高楼方子さんはよい児童書の書き手ですね〜。
じぶんが中学生や高校生だったころに出会いたかった本って、いま大人になって子どもを授かったからこそ、そう思うのかも知れません。
あの頃、思春期の少年少女が主人公といえば、コバルト文庫やちょっとエッチな少女文学しかなく、ほんとうの悩みとはテーマがちょっとズレていたような気がします。

『潜水服は蝶の夢を見る』は映画にもなっています。これがまた直視し続けるのが辛いんですが、コミュニケーションの方法が見つかり、まばたきを根気よく読み取ってくれる相手がいたことで精神的に救われて行く様子が希望を抱かせます。
いままで生きて来た価値観を覆され、周囲の人間たちにも不信感を持ってしまう過程がよく描かれているなあと思いました。
さゆたさんのおばあさまも答えることはできなくても、こちらが話すことはちゃんと理解できていたかも知れませんね。でも、反応がない相手に話しかけるってとても難しいことでもあります。
わたしもこれからこういったことに出会う可能性が高いので、何でもいいから話してあげようと思いました。

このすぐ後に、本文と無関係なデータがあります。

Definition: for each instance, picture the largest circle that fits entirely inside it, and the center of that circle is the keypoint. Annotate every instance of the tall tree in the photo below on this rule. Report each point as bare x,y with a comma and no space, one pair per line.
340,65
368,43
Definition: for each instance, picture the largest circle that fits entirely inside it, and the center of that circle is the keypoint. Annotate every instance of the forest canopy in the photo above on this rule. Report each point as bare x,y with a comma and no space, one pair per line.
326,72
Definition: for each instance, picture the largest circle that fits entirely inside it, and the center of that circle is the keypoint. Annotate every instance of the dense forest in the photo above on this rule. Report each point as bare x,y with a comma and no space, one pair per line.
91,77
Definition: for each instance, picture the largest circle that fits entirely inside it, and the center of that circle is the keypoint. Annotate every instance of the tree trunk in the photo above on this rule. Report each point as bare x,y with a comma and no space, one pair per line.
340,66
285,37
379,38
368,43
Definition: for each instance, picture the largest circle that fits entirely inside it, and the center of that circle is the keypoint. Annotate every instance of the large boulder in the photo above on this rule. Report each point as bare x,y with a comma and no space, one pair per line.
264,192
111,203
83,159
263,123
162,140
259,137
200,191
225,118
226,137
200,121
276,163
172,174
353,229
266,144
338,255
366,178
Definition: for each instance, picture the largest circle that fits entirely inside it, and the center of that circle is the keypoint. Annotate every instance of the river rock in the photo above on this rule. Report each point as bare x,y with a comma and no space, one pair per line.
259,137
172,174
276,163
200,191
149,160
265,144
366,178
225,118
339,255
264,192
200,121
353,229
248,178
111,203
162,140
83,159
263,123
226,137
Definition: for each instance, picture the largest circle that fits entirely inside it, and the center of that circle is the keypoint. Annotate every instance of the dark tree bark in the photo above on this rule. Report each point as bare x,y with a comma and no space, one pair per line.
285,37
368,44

Posted by: ヤヤー | January 28, 2012 at 01:24

そうそう!自分で選ぶとなんだか偏ってしまうんだよね。
お薦めの本、私も読んでみたい内容だな~~
さゆたはあの地元の図書館で借りるのかな?
なんだか懐かしいなぁ。

夏休みに二階の机があるスペースで勉強したこととか
いろんなこと思い出した。

十一月の扉は娘にも読ませたいなhappy01

Posted by: shoko | January 30, 2012 at 00:26

≫ヤヤーさん

さすがヤヤーさん!
『十一月の扉』も『潜水服は蝶の夢を見る』も
読んだことあるのですね?
色々な本を読むたびに、自分は読んだことのない本が
この世の中にはどれだけあるんだろう?って思ってしまいます。
全部読むことは不可能なので仕方のないことですけどね。(^^;)
コバルト文庫って懐かしいです!!!
今まですっかり忘れてましたが、ありましたよねーーー
今もあるんでしょうかね?
『潜水服は蝶の夢を見る』のほうは、映画になっているのですね?
知りませんでした。
確かに見るのは辛そうですよね。
きっと色々なことを考えさせられるんでしょうね。

祖母は倒れて最初の頃、
言っていることが聞こえているんじゃないかって思う出来事が
あったんですよね。
周りでは親戚の伯母達が聞こえていないという前提で
色々なことを話していたので、あれはどうだったんだろうって
今更ながらに思います。


≫shoko

今は本屋大賞の上位の作品を借りて読むことが多いけど
それ以外にも面白い本はきっとたくさんあるんだろうね。
他の人のお薦めの本って意外性があって面白いかもって
今回思ったよ。

そうそう、市立図書館で借りてるよ!
私はあの2階で勉強したことって殆どないんだけど
結構勉強していた人いたみたいね?
今はたまに上の子が友達と行ってるよ。
一人で行けって思ってしまうけど。。。(^^;)
shokoの上の子ちゃんなら、『十一月の扉』ちょうどいいかも。
ぜひぜひお薦め♪

Posted by: さゆた | January 31, 2012 at 09:39

ジョン・グリシャムの本は、法律や弁護士や裁判をテーマにした話が多いですよね。映画になった作品がすごく多くて、(私は本はほとんど読んでいませんが)映画はだいたいどれも面白かったなぁ、という印象があります(ここ5年くらい映画をあまり見ていないので、最近の作品は知りませんが)。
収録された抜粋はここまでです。